Há ainda o fantasma do isolamento social, por um lado, fundamental para controlar e impedir a transmissão do vírus, mas, por outro, colocando em evidência o sentimento de solidão, que decorre deste isolamento. Somos seres fundamentalmente gregários, o que explica nosso desejo por vida em comunidade. Ao mesmo tempo, nas últimas décadas, com o avanço dos recursos tecnológicos e da Internet, vivemos de modo cada vez mais solitário, apesar da sensação de estarmos conectados a mais e mais pessoas. Quando o isolamento social é imposto, percebemos que não sabemos lidar com a própria solidão, não sabemos mais como ocupar o próprio tempo, que se torna uma sucessão de horas agora longas porque sem tarefas obrigatórias.

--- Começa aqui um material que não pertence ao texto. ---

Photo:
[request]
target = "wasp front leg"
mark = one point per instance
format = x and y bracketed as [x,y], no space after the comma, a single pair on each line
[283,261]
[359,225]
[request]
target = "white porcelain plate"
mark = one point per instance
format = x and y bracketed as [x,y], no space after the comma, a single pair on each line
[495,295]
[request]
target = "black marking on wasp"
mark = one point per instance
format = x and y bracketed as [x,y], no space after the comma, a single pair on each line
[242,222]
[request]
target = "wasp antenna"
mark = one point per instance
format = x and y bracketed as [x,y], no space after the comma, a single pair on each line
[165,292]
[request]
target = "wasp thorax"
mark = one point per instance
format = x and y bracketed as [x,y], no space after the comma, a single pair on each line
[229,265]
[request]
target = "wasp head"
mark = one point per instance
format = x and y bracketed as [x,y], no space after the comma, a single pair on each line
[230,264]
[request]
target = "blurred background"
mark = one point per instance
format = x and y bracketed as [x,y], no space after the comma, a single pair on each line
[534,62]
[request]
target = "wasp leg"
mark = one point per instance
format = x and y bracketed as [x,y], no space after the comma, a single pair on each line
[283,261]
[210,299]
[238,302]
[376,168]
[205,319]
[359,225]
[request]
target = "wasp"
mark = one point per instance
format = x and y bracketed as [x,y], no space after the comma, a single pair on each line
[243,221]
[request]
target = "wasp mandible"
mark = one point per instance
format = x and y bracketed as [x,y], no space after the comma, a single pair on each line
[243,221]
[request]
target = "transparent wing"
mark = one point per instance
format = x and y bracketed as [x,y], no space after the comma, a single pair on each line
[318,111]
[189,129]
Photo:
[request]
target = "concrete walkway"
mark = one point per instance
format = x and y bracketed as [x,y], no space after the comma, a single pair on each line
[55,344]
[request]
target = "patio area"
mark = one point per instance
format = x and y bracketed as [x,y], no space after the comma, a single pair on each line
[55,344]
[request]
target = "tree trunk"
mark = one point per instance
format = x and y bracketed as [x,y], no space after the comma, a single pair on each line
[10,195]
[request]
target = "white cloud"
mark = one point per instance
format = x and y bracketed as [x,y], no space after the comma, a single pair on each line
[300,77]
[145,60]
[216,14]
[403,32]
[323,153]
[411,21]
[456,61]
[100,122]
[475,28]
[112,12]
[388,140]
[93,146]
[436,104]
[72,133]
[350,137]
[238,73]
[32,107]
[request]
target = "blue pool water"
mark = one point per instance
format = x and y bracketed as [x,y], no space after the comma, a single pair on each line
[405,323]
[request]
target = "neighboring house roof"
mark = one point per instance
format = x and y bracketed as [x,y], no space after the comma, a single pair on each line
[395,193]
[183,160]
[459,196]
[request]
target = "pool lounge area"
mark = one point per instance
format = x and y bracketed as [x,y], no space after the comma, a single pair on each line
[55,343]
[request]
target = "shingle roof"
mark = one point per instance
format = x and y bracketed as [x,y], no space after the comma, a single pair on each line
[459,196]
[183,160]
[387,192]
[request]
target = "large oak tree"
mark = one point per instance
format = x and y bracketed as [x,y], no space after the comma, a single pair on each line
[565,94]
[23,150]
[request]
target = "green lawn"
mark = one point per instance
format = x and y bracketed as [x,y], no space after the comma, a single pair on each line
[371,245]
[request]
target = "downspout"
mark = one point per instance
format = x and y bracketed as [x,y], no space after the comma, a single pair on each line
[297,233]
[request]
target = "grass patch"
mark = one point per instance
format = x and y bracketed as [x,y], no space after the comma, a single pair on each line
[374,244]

O filme é uma inquietante descrição feita em 2011 do que acontece em 2020. Mas ele também pode ser visto como um alerta de como devemos nos conduzir no presente: racionalmente e conforme o que se conhece cientificamente. Ou seja, sem entrar em pânico, ciente de que é a ciência e não influenciadores sociais que devem ser ouvidos e seguidos, com a adoção de medidas de proteção, o que inclui isolamento social e higienização do próprio corpo e do que nos cerca, conforme recomendado por profissionais da saúde, que trabalham e colocam suas vidas em risco para salvar outras vidas… muitas vidas… tantas vidas quanto for possível. É difícil… muito! Mas precisamos aguentar! Então, fique em casa! Lave as mãos! E assista a bons filmes, como “Contágio”!
(*) Professora de Filosofia da UFCSPA, em isolamento social, lava as mãos muitas vezes por dia, dá banho em pacote de arroz, lê muitos livros, assiste filmes, e deseja que vocês estejam bem!